Christophe Bousquet, CTO of Amadeus, said: “This study highlights once more the key role that technology will play in rebuilding travel. We’ve seen a shift since our last survey, as travelers now place more focus on mobile and touchless technology, crucial areas that will clearly strengthen traveller confidence.
“It’s also very relevant to see that travelers are open to digital health passports and sharing their data as they move through the journey, once the right safeguards are in place. At Amadeus, we’re committed to rebuilding a better industry, together with our customers and partners.”
While the appetite to travel remains high and most of us support the digital health pass revolution, 93 per cent of those surveyed expressed concerns around how their health data for travel would be stored or shared.
Just under three quarters (74 per cent) would be willing to store their travel health data electronically if it enabled them to pass through the airport faster with fewer face-to-face interactions, while over seven in ten (72 per cent) would be willing to store their travel health data electronically if it enabled them to travel to more destinations.
68 per cent of travellers agreed they would be more likely to share their health data if the airlines they most frequently travel with offered a way to store their travel health data.

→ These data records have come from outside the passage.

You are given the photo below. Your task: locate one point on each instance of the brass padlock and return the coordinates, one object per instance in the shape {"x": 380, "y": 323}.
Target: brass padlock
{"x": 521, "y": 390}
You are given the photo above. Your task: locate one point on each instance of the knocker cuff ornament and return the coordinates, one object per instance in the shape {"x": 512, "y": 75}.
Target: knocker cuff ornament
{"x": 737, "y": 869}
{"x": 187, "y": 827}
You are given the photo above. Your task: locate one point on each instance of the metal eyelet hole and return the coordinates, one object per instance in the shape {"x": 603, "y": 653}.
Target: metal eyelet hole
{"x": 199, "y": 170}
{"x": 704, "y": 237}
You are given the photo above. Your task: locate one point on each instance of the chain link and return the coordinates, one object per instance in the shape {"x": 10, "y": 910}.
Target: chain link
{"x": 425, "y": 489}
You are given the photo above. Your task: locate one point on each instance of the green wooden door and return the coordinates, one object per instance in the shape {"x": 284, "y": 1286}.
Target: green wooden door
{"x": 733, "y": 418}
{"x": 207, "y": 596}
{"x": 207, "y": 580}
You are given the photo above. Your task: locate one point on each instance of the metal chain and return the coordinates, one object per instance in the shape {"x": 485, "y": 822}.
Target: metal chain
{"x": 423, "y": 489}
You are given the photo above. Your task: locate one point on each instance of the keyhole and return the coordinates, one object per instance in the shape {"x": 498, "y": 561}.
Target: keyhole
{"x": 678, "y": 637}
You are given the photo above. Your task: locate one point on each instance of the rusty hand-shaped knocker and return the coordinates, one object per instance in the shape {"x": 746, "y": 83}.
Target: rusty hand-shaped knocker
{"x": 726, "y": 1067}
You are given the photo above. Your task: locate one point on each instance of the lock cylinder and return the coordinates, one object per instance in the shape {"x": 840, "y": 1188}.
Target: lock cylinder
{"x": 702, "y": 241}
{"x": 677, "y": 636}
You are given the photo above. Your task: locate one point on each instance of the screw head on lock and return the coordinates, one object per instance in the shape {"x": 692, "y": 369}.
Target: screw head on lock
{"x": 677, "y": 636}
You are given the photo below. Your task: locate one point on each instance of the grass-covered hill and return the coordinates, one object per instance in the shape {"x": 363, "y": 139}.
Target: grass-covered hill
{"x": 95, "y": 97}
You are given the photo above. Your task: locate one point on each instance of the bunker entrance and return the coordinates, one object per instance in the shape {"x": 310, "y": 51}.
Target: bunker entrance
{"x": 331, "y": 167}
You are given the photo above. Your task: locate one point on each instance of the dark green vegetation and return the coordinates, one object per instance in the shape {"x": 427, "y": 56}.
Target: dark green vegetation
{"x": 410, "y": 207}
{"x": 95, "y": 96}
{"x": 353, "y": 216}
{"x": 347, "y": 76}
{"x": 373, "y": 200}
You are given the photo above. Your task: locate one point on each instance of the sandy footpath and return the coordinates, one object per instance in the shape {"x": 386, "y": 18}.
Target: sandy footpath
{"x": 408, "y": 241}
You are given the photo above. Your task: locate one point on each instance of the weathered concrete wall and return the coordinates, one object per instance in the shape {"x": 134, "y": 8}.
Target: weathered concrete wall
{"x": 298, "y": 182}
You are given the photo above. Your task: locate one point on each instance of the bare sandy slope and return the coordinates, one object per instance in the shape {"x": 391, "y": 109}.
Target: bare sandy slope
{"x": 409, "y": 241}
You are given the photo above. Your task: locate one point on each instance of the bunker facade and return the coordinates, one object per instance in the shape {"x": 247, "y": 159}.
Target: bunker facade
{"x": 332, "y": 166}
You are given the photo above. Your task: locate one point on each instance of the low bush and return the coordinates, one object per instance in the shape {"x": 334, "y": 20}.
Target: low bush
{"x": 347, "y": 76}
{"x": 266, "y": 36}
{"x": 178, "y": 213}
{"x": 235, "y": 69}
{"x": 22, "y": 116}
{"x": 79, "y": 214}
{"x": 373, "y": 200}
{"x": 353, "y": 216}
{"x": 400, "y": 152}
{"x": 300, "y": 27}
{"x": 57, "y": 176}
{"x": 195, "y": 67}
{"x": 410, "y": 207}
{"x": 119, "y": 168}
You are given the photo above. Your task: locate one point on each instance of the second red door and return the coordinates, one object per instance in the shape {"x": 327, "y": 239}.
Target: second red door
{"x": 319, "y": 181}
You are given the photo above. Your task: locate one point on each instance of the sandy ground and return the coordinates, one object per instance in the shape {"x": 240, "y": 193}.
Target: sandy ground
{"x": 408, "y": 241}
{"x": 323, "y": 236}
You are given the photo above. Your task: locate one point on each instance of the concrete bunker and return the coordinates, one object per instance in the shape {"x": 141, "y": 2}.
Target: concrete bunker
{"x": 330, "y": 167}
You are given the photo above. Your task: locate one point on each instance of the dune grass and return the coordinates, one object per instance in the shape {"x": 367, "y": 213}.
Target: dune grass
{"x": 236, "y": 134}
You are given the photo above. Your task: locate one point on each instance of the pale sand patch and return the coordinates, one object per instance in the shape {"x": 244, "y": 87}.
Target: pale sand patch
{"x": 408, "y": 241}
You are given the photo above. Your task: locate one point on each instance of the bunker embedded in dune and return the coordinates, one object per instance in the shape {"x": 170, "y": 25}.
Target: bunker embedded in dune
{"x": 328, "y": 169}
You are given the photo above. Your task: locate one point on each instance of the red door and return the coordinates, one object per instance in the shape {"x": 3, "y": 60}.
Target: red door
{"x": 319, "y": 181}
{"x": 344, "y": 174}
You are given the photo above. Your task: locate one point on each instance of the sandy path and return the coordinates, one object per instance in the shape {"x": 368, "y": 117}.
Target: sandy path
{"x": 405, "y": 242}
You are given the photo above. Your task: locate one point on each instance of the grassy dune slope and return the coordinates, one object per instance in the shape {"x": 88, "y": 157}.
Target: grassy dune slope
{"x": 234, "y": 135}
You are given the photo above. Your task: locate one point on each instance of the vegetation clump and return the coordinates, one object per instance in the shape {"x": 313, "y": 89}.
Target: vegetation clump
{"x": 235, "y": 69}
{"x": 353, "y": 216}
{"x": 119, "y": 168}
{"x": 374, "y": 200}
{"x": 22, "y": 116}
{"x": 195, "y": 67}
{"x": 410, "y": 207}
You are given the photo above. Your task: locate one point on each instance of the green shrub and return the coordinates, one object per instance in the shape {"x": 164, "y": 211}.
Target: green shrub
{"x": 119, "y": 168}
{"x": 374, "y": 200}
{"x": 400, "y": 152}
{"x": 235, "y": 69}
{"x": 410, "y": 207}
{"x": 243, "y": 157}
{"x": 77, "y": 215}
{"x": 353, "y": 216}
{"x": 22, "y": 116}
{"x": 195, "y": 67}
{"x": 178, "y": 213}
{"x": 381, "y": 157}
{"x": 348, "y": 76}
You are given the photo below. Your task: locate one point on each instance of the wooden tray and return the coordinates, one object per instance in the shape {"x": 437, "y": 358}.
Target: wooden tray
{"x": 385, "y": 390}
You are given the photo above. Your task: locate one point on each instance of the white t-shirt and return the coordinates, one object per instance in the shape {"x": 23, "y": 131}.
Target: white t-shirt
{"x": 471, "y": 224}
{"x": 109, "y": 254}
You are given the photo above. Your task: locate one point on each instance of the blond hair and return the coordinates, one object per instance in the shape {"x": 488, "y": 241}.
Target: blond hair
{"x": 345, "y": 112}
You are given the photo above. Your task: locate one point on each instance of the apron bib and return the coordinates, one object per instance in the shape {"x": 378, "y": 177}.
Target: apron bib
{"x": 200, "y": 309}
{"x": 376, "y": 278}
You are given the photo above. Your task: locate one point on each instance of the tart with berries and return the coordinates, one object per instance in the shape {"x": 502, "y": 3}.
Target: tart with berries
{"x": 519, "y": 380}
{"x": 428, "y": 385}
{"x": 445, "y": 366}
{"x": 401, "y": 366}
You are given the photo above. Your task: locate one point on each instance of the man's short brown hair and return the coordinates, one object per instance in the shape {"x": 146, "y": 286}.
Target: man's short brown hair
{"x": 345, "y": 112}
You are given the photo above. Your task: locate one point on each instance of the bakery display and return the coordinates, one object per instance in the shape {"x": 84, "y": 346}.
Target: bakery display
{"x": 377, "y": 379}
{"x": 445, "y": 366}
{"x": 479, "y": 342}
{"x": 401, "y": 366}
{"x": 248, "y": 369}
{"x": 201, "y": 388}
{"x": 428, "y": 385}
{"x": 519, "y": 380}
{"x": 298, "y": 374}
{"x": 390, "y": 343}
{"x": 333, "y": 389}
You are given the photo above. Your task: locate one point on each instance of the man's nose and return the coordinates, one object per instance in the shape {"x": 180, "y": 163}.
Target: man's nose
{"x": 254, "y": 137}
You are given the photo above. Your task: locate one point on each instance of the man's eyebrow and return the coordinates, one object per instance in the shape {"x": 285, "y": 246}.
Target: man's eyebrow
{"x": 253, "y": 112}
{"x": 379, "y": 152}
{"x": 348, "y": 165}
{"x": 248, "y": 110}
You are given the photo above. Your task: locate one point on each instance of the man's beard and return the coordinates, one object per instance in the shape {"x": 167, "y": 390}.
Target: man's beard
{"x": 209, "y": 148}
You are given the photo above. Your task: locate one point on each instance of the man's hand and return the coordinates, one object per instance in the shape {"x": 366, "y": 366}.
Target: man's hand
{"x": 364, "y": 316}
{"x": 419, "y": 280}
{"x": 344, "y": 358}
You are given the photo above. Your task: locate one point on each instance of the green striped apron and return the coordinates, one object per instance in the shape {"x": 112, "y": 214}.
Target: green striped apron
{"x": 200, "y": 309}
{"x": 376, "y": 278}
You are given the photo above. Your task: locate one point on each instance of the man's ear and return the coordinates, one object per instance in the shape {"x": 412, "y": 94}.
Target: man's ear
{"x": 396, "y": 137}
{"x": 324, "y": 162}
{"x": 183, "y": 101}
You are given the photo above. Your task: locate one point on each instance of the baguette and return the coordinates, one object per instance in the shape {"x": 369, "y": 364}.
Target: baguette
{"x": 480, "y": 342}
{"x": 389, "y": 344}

Although receptiveness to sharing data is high, travellers have three main concerns when it comes to digital health passports: security risks with personal information being hacked (38 per cent), privacy concerns around what health information needs to be shared (35 per cent), and a lack of transparency and control over where the data is shared (30 per cent).
The survey also explored what solutions might alleviate concerns around digital health data and travel in the future.
The results showed that 42 per cent of travellers said a travel app that could be used across the whole journey would greatly improve their overall travel experience and reassure them their information is all in one place, with 41 per cent of travellers agreeing that a travel app would reduce their stress around travel.
62 per cent would be more likely to use an app to store their health data if a travel company partnered with a trusted healthcare company.
When asked which technology would increase confidence to travel in the next 12 months, mobile solutions were highlighted as a popular option, with the top three technologies including mobile applications that provide on-trip notifications and alerts (45 per cent); contactless mobile payments (44 per cent) and mobile boarding passes (43 per cent).
Decius Valmorbida, president of travel for Amadeus, says: “There is no doubt that Covid-19 will continue to shape the way we travel for the months ahead, just as it influences so many other areas of our lives. Yet while there are still uncertainties, research like this reinforces my optimism that we will build back travel better than before.
“Collaboration across governments and our industry is the key to restarting travel, as we deliver on traveler expectations outlined in this Rebuild Travel digital health survey, deploying the right technology to enable a truly connected and contactless journey.”